Future Quest starts with the ambition of uniting all the more adventure oriented characters from Hanna Barbera cartoons of the 1960s and 1970s in a single story. A possible pitfall is the features differing wildly in tone, from the thrilling, almost real world of Jonny Quest to the madcap nature of the Impossibles. A further possible pitfall is that some characters haven’t been seen since their brief 1960s run, those Impossibles being an example. Jeff Parker, however, has a facility for adventure stories, one of his earliest works The Interman falling squarely into the genre, and rather than using the comedy characters to set the mood, everyone included adapts comfortably to the world of Jonny Quest.
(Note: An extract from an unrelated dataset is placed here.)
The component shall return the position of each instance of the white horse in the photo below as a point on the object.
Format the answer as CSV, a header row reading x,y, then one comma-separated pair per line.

The plot is sparked by Dr. Benton Quest tracking alien deposits arriving on Earth via vortexes, and his old enemy Dr. Zin also aware of them and their value. Birdman joins the Quests, Space Ghost and the Herculoids are employed from the other side of these vortexes, and the cast gradually expands further from there. Parker weaves them all neatly, indicating the assorted secret organisations and their operatives used by each cartoon are known to each other, and that some of the scientists have worked together in the past. Information is supplied as a fast paced chase from one location to the next occurs, and in shorter chapters explaining who assorted characters are, their backgrounds and what they can do. In an essay after this opening part Parker also credits Darwyn Cooke for the great input and enthusiasm for a series he’d never get to work on.

Evan “Doc” Shaner draws more pages than anyone else. His clear approach ideally suited to an adventure featuring multiple characters, and he relishes the chance to thrill with dinosaurs and cavemen while no slouch with a modern day state of the art laboratory either. Other artists take their lead from him in slightly redesigning characters to ensure there’s a cohesive look to the pages, and that everyone fits together. Ron Randall and Jonathan Case mesh well on the lead strip, while the other named artists take on short back-up strips, Steve Rude earning his cover credit for contributing nine pages. They’re by Rude, so by any standard they’re good, but lack the flair of his best work. Parker also gets to draw a short, and doesn’t look out of place.

Fun has been the object, and fun is what’s supplied, setting everything up nicely for the big finish in volume two.